The covert competitive personality
These aren’t always bad people. They’re just… running on a program you didn’t download.
They:
- Need to win at everything, even when there’s no game.
- Don’t know how to connect without comparing.
- Often feel more secure when you’re just a little bit off balance.
In business, I’d call it protecting your position. But here’s the thing – we expect competition at work. We know the rules there. In the boardroom, you’re ready for it. But in your personal life? At the school gate? Over brunch? That’s where you shouldn’t need to armour up.
And that’s why covert competition hits harder — because it’s disguised as connection.
How to Spot Someone who is Covertly Competing with You
💣 They mine for intel, not connection – Conversations feel like intel-gathering.
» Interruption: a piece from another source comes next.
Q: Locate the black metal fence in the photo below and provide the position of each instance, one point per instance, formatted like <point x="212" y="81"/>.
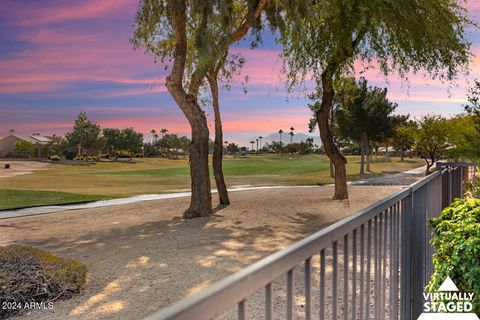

They ask just enough about your life to store details for later comparison, bragging, or quiet undermining.
💣 They plant seeds, not bombs – Instead of outright insults, they make “innocent” comments that shift how others perceive you over time. (“She’s so relaxed… almost too relaxed.”)
💣 They curate your absence – Group photos go up when you’re missing, or they post every gift/gesture from others — but conveniently skip yours. It’s about controlling what the audience sees.
💣 They steer the group narrative – They retell stories in ways that cast them as the savvy one and you as the scatterbrain, the overspender, or the one who “got lucky.”
💣 They exploit your vulnerability windows – They strike when you’re distracted, run down, or fresh off a win knowing you’re either too tired to counter or too buoyant to notice.
💣 They set up no-win scenarios – They offer unsolicited “help” so you either accept and owe them, or decline and seem ungrateful.
💣 Their ‘support’ has strings – Favors are done in public, mentioned repeatedly, or framed as sacrifices they made for you so the goodwill accrues to them.
💣 They compare like it’s a reflex – Whatever you have, do, or say, they have to measure it against themselves (or someone else) and sometimes these comments will even slip out to you. Sometimes it’s framed as admiration, other times as “just curious,” but the goal is always to position themselves slightly ahead or to plant doubt about your choices.
How to fight back without playing dirty
Here’s your 3-step exit plan:
Step 1: Starve them of intel.
The less they know, the less they can twist. Keep small talk neutral until you’ve decided they’re safe.
Step 2: Reframe in real time.
If they correct you or undermine you, reclaim your space.
Example:
Them: “August in Greece is chaos.”
You: “Exactly — we love the buzz. That’s why we picked it.”
Step 3: Audit your circle.
Write down the names of people you see most often. Put a tick next to the ones who leave you feeling energised, and a minus next to the ones who leave you second-guessing yourself. Start shifting your time toward the tick column.
Try this today
Before your next coffee catch-up, decide on two things you won’t share – whether it’s a personal win, a future plan, or a challenge you’re working through.
Notice how the conversation feels when you keep those cards close. If you feel lighter walking away, you’ve just spotted someone who’s been dining out on your details.
Alternatively, try saying that you’re completely content. And wait to see if she tries to pick at old scabs to create some kind of dissatisfaction in you. And there it is. Once you see it, you can’t unsee it.
The quiet win
I wish I could tell you covert competitors eventually clap for you if you play nice. They don’t.
The best way to “win” is to leave them playing a solo match. Your focus, your confidence, and your circle are worth more than a single point on their invisible scoreboard.
So here’s to keeping your sparkle where it belongs – in front of people who aren’t trying to dim it.
Good luck out there. And if you spot one mid-play, remember: you’re not paranoid. You just learned to see the game.